O Jornal Nacional de segunda-feira (14/5/2018) dedicou um minuto e onze segundos à morte de 58 palestinos num protesto contra o reconhecimento americano de Jerusalém como capital de Israel. A entrevista ao vivo com o técnico da seleção brasileira Tite durou onze minutos e oito segundos. A desproporção já permitiria inferir a escala de valores ($$$) da Globo. Mas tem mais. Logo depois da abertura do telejornal, como se grande furo fosse, a apresentadora Renata Vasconcellos disse: “O Jornal Nacional teve acesso a conversas gravadas em que a coordenadora de um prédio invadido no centro de São Paulo cobrou dinheiro dos moradores, e com ameaças”.
Os flagelados do incêndio e desabamento do edifício Wilton Paes de Almeida ainda jazem ao relento na praça da Igreja de Nossa Senhora do Rosário dos Homens Pretos, ao pé de uma escultura dramática, que mostra uma mulher negra, seminua, oferecendo o peito farto de leite ao bebê branco. Os cadáveres dos gêmeos Wendel e Werner, de apenas 10 anos, negros filhos da auxiliar de limpeza Selma Almeida da Silva, negra também, desaparecida nos escombros, ainda nem foram enterrados, e o Jornal Nacional já se assanha. Em vez de responsabilizar o poder público, que ignorou laudos e mais laudos atestando que o prédio do Largo do Paissandu, no centro de São Paulo, estava condenado, lança-se contra o movimento que luta por moradia. Culpa as vítimas pela sua tragédia.
O principal telejornal da Globo de Ali Kamel, diretor geral de Jornalismo e Esportes, autor do livro “Não Somos Racistas” (aham, só que não!), promoveu o passe de mágica que fez desaparecer os flagelados, os mortos, os desaparecidos do prédio sinistrado no dia 1º de Maio (não mereceram nenhuma fração de segundo do telejornal).
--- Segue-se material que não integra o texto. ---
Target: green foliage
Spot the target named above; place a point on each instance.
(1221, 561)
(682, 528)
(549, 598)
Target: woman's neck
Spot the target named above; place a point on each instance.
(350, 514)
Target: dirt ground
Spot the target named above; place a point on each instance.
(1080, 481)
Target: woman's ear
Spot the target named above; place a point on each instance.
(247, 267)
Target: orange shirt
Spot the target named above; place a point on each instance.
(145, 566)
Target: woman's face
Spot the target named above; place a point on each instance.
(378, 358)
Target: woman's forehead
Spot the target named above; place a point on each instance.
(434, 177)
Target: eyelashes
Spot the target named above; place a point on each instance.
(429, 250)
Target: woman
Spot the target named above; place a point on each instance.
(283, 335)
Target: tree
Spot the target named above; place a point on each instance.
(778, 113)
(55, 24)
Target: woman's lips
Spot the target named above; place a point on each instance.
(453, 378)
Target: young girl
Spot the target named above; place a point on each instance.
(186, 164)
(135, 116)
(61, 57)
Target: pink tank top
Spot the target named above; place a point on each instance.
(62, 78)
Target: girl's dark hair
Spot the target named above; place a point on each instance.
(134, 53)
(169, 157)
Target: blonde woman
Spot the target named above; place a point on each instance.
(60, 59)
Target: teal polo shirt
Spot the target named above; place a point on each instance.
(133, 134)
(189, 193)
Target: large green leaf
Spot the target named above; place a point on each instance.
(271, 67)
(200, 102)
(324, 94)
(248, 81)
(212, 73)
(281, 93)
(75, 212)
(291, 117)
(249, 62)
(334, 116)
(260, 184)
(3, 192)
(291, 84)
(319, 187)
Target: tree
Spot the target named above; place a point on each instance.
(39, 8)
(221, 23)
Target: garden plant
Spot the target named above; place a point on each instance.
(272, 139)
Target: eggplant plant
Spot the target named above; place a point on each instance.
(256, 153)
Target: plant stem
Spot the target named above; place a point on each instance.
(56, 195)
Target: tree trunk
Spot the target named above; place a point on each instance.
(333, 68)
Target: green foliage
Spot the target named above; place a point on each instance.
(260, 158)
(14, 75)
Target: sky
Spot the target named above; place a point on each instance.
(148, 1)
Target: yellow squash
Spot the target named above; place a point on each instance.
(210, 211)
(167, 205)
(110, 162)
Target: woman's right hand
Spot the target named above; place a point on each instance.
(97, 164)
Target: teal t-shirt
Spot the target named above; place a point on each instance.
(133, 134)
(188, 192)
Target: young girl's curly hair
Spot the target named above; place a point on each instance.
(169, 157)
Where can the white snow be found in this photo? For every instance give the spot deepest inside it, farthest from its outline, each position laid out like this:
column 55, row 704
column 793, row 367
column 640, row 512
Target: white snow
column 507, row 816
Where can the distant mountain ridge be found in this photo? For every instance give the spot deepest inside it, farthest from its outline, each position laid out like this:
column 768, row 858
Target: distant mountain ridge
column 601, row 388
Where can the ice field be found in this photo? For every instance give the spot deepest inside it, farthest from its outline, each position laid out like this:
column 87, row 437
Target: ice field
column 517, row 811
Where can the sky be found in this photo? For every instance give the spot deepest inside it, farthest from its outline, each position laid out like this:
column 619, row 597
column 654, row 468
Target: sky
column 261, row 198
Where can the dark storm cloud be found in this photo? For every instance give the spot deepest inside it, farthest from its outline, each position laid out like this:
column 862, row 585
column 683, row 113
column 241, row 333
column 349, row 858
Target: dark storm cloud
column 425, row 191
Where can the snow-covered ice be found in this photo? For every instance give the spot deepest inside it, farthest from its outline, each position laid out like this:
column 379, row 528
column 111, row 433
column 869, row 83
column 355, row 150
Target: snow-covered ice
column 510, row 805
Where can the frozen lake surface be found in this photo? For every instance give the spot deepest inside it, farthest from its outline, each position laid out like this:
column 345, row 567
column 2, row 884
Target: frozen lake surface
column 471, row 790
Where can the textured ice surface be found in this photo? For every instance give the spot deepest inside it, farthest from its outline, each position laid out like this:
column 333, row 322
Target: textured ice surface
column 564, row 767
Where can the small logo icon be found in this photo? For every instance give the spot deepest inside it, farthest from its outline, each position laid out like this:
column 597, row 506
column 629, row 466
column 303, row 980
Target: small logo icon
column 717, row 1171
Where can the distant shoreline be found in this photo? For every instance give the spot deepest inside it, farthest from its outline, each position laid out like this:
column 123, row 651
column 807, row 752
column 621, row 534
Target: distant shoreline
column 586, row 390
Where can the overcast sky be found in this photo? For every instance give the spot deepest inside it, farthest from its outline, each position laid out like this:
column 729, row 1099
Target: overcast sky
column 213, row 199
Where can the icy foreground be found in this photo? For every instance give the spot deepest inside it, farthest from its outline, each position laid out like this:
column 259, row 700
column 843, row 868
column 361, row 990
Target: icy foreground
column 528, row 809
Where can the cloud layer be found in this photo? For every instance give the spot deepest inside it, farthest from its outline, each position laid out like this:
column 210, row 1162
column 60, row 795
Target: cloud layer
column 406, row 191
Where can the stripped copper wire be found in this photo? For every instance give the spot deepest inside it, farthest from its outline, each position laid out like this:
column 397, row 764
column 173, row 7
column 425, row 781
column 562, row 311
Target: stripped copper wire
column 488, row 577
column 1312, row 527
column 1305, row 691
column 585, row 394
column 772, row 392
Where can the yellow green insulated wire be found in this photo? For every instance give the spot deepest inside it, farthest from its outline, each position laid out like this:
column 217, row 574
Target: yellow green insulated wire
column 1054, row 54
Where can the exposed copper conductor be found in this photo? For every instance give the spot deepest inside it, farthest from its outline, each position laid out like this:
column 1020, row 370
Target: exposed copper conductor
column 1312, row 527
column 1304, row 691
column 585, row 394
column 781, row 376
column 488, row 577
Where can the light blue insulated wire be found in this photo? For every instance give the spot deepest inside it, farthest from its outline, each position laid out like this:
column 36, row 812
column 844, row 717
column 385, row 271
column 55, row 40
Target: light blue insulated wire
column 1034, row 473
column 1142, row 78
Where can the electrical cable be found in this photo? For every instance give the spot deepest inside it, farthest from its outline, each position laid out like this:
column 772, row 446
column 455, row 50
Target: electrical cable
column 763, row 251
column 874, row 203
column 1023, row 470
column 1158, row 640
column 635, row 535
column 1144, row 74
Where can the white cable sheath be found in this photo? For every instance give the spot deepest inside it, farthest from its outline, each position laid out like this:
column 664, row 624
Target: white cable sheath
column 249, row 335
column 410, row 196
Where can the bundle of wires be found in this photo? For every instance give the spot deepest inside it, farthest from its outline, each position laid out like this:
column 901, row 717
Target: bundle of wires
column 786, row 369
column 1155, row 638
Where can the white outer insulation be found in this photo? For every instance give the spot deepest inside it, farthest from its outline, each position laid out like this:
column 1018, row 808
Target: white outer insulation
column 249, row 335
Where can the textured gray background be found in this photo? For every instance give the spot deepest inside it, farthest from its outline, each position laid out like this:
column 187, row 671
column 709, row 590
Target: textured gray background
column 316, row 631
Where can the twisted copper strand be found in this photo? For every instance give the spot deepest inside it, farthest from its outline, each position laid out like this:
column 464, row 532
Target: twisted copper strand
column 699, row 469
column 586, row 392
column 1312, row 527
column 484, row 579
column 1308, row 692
Talvez porque, se continuasse a falar sobre o assunto, teria, inevitavelmente, de mostrar as fotos em que o chefão do edifício que desabou, Ananias Pereira, aparecia, alegre e sorridente, há um ano, ao lado do ex-prefeito e pré-candidato a governador de São Paulo pelo PSDB, João Doria Jr., durante comemoração do aniversário do atual prefeito, Bruno Covas (PSDB), que também posou com ele.
Ananias Pereira é dirigente do autodenominado Movimento de Luta Social por Moradia – MLSM, responsável por sete ocupações de prédios no centro de São Paulo, uma delas sendo a do prédio que ruiu. Afoito como sempre, o ex-prefeito João Doria Jr., fez-se de esquecido sobre a festa de aniversário de Covas e sentenciou: “O prédio foi invadido e parte desta invasão financiada é ocupada por uma facção criminosa”. Ananias, ressalte-se, foi à festa de Covas como convidado, e não como penetra.
A fala de Doria visava a esconder as responsabilidades da Prefeitura na tragédia.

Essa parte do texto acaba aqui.